Introiettare la detenzione
Bloccati su un’isola che è diventata un enorme carcere, incapaci di andare né avanti né indietro, gli immigrati sono visti con sempre maggior fastidio da una popolazione che percepisce il loro arrivo come una vera e propria invasione. Negli ultimi anni, è cresciuto il sentimento xenofobo, è nato un partito che si ispira al fascismo (Azzjoni Nazzjonali) e anche i laburisti hanno ormai sull’accoglienza una posizione dura: «Siamo in una situazione limite. Malta dovrebbe prendere in considerazione l’idea di sospendere i propri obblighi internazionali», ha detto in parlamento il capo del partito Jospeh Muscat presentando il suo piano per l’immigrazione.

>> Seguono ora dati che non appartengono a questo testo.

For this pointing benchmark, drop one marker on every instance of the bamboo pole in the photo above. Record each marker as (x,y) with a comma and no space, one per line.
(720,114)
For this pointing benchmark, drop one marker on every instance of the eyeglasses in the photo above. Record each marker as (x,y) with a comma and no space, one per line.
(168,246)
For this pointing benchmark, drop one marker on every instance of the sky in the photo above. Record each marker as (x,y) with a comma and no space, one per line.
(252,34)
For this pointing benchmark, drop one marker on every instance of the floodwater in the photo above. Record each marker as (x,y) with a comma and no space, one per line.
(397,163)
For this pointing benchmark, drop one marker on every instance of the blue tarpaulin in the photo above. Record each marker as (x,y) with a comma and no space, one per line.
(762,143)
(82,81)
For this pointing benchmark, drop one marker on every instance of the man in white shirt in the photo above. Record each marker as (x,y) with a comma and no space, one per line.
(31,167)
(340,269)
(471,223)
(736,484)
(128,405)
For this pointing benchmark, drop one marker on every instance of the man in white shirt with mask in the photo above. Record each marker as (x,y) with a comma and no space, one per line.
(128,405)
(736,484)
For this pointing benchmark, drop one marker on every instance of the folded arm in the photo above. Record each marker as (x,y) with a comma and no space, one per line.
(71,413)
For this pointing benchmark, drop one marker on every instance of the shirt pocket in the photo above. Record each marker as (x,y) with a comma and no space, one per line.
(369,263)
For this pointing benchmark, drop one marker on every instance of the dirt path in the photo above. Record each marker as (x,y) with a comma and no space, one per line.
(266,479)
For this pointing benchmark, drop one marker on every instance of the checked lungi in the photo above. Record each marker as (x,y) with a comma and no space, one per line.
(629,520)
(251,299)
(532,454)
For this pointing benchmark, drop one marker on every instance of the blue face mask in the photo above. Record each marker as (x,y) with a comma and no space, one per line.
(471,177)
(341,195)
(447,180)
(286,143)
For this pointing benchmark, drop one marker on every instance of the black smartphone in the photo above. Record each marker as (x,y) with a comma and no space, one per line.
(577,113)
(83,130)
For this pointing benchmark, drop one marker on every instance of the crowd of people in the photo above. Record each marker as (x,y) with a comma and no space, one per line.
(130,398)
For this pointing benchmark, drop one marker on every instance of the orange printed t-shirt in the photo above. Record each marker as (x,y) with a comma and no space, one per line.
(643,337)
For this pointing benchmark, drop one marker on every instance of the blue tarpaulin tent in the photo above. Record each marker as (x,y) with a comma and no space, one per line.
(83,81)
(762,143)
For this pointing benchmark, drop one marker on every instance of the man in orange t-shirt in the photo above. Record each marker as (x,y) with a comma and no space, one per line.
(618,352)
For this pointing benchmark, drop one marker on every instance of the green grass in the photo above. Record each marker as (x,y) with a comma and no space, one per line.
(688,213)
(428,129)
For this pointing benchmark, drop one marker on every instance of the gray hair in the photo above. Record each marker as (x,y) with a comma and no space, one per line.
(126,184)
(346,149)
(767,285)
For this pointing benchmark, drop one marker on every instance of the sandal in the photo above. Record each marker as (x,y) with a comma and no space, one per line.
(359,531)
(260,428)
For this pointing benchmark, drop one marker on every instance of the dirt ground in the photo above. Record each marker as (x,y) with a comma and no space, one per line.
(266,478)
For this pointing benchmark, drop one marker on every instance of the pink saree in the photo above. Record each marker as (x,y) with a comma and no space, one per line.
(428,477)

«Immaginate cosa succederebbe in Italia se arrivassero in un anno 500mila persone via mare», dicono al ministero degli interni. «Noi siamo la frontiera e dobbiamo pure fronteggiare gli attacchi del vostro paese. E l’Europa sta a guardare». Malta abbandonata dall’Europa, gli immigrati abbandonati a se stessi, che vorrebbero andarsene ma spesso non ci riescono. «Il problema è che ormai c’è una forma di sfiducia reciproca, che rende quasi impossibile l’integrazione», sottolinea Ahmed Bugri, manager del centro aperto di Marsa, una specie di cittadella con bar, ristoranti, un barbiere, due internet café, che ospita «ufficialmente 700 immigrati, in realtà almeno mille». Immigrato lui stesso dal Ghana, Bugri sottolinea che «il governo è tra due fuochi: se concedesse l’asilo a tutti, gli immigrati sarebbero liberi di muoversi e di lasciare l’isola. Ma una tale politica creerebbe un effetto chiamata». Quindi, La Valletta dà la protezione umanitaria a chi ne ha diritto, ma al contempo mantiene un regime di detenzione dura per tutti quelli che arrivano, come misura deterrente. «Il problema è che dopo mesi in quei centri chiusi, gli immigrati hanno introiettato il concetto di detenzione e si sentono in carcere anche se vengono liberati. Sono incalcolabili i danni psicologici creati da quei centri», conclude Bugri. Nel cortile del suo open center di Marsa, decine di immigrati che hanno avuto esaminata la richiesta stanno seduti sui gradini, senza sapere bene che fare. Nel cortile di Safi, quelli ancora in detenzione stanno seduti dietro le grate. I primi almeno, quando vogliono, possono andare a bersi una birra.